We spend a lot of time teaching our dogs to sit, stay, and come when called to keep them safe outside, but teaching good manners around the house can be just as important, says Toni Shelbourne.
If your dog tries to push through the door to escape outside whenever it’s opened, teach him to wait there:
1. Pop a lead on him so you can contain him and easily teach the exercise. Have some yummy treats ready in a treat bag.
2. Begin with a closed internal door, as it’s less exciting than the front door. Ask him to sit on the side that
opens away from him. Ask him to wait, also using a hand signal; an open palm facing towards him usually works well.
3. Position yourself in front of your dog and open the door slightly. If necessary, keep the lead short, and use your body position to encourage him to remain in position. If he does, reward him with a treat.
4. Now try opening the door a little wider while reinforcing the sit and wait with voice, hand gesture, and body position. Reward lavishly for maintaining position. If he moves, close the door and start again.
5. Work over several sessions until you can open the door fully while your dog waits politely. Then see if you can move through the door a little while your dog remains still. Once he can do this, give him a release cue that means he can move through the door after you.
6. Once perfected at an internal door, repeat the same steps at the main exits.
● Practise this with all doors around the house.
● Make sure you train up the rest of the family too!
● For young puppies or dogs in training, create a safety zone around exit points. This can be done with temporary dog gates placed around the front door to create a barrier between your dog and the outside world.

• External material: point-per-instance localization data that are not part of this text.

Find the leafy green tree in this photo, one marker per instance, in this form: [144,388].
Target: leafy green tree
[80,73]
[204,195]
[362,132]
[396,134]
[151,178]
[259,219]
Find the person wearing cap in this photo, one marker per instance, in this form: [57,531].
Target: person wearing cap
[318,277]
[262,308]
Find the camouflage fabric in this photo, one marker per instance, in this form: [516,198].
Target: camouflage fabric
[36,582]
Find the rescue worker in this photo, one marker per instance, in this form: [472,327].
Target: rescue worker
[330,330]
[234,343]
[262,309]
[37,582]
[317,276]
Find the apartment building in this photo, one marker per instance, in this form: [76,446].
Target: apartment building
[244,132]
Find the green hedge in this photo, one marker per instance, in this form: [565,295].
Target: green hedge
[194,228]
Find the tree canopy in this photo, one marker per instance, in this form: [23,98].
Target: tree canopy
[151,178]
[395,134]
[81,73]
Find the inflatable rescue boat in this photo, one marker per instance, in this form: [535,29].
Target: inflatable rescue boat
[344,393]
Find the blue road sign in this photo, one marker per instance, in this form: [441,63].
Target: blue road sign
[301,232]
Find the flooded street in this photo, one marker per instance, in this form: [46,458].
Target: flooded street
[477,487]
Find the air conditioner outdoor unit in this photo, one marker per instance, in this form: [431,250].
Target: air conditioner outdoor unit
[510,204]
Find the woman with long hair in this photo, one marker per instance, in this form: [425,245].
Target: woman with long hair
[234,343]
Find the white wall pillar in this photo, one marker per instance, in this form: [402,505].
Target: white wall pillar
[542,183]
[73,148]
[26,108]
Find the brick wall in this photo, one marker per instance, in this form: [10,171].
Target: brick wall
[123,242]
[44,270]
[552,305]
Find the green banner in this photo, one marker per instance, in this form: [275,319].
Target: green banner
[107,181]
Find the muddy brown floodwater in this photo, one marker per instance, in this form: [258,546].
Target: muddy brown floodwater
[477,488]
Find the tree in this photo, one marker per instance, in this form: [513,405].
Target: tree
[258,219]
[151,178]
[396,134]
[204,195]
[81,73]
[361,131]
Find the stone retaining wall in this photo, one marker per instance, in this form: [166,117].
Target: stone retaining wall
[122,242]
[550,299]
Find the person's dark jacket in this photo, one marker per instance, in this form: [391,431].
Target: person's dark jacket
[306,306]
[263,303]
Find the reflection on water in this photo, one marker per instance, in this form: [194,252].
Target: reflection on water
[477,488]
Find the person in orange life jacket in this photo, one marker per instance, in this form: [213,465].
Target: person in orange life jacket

Start with internal doors, then progress to the main exits.
It may just be understandable enthusiasm about going for a walk, but being dragged through the front door by your dog can result in accidents, so it’s worth spending some time teaching him to be in a little less of
a hurry. Teach him to wait at the door first; you may find this in itself solves the issue. If he still wants to charge through when you give the release cue, reward him just outside the door instead: walk through, ask for a sit, and give a jackpot of five treats before moving off.
● Practise this on occasions when you aren’t going for a walk too.
You might consider your dog jumping up as a friendly, if exuberant, greeting behaviour, but some visitors may find it frightening. It can also result in damaged clothing, or someone getting knocked over. Teaching your dog acceptable meet and greet behaviour with humans is as important as it is with other dogs, and will stand you both in good stead in other social situations as well as at the door.
1. Your aim is to teach your dog that it’s more rewarding to have all four feet on the ground at all times. If he jumps up, give no feedback, either good or negative; ignore him completely if safe to do so. The moment his front feet touch the floor again, reward him big time with treats and praise.
Any time he comes to you and doesn’t jump up, praise him, say ‘Feet on the floor’ and offer a yummy treat.
Reward any behaviour that keeps him from jumping up such as a sit.
2. Next, ask a friend round to help you train. If necessary, put your dog on a lead. Go through the same process, using the lead for a little containment. Don’t punish your dog if he goes to jump up; use the lead to help gently reinforce all four feet on the floor. It’s best if you offer the treats, so it doesn’t add to the excitement of a visitor arriving.
3. If you need a little extra incentive for feet on the floor, try scattering treats on the ground as guests come in to encourage an alternative behaviour.
● Remember to train humans too, telling visitors in advance how you want them to interact with your dog.